L’Allemagne en particulier profitera de manière disproportionnée de ces deux facteurs. En outre, de
nouveaux vents soufflent au sommet de la CE et de la BCE, ce qui pourrait se traduire par des mesures
budgétaires plus fortes que prévu. En attendant, nous ne prévoyons pas de mesures de relance
budgétaire aux Etats-Unis, en raison des élections imminentes et du processus de destitution en cours.

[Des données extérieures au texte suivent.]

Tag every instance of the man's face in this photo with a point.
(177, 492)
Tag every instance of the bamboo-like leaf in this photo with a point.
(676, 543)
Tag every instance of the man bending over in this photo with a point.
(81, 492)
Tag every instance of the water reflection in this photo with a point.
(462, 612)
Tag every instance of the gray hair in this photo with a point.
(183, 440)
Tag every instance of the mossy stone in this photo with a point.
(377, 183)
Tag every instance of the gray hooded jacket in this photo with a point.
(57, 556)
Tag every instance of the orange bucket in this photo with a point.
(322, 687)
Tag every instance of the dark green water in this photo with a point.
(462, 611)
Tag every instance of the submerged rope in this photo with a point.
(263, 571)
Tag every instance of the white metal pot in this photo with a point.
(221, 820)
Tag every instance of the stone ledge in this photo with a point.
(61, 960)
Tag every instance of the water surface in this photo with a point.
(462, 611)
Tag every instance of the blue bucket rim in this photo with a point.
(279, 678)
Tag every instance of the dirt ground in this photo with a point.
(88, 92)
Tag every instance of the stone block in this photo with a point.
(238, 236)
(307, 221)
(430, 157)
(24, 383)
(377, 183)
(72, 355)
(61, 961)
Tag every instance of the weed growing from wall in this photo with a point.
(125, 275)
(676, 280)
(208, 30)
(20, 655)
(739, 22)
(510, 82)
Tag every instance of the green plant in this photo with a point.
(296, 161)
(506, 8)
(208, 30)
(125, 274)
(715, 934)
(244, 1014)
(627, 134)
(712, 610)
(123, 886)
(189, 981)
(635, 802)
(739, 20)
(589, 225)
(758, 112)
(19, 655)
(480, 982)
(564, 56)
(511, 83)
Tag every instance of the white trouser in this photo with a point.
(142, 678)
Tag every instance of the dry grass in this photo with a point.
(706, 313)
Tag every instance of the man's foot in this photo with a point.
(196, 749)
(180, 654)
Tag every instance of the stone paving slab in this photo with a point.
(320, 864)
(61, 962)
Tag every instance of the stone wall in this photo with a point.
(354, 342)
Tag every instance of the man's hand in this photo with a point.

Contrairement à 2019, les entreprises devront afficher une certaine croissance des bénéfices en
2020, bien que les multiples moyens de P/E restent relativement attrayants. Cependant, l’illustration
ci-dessous indique clairement qu’il ne faut pas nécessairement se baser sur les multiples P/E pour
évaluer la performance future des actions dans un an. Les quadrants supérieur droit et inférieur gauche
ne montrent aucune corrélation entre le multiple P/E (de l’indice S&P500) du début de l’année et sa
performance dans les 12 mois suivants.
Sauf issue catastrophique des discussions commerciales de la " phase 1 " entre les États-Unis et la
Chine, nous prévoyons des performances légèrement positives pour les actions. Par ailleurs, nous
anticipons également une surperformance des marchés européens, aidée par un afflux d’argent frais
pour les actions au cours de l’année 2020, contrairement à 2019. Nous réitérons également notre
message du mois d’août à l’intention des investisseurs à long terme :
"Nous continuons à privilégier les investissements dans des sociétés qualitatives, capables de faire
croître leur chiffre d’affaires tout au long du cycle, avec des avantages concurrentiels, un effet de levier relativement faible, moins sujettes à des forces perturbatrices et idéalement capables de
capitaliser sur les objectifs de développement durable".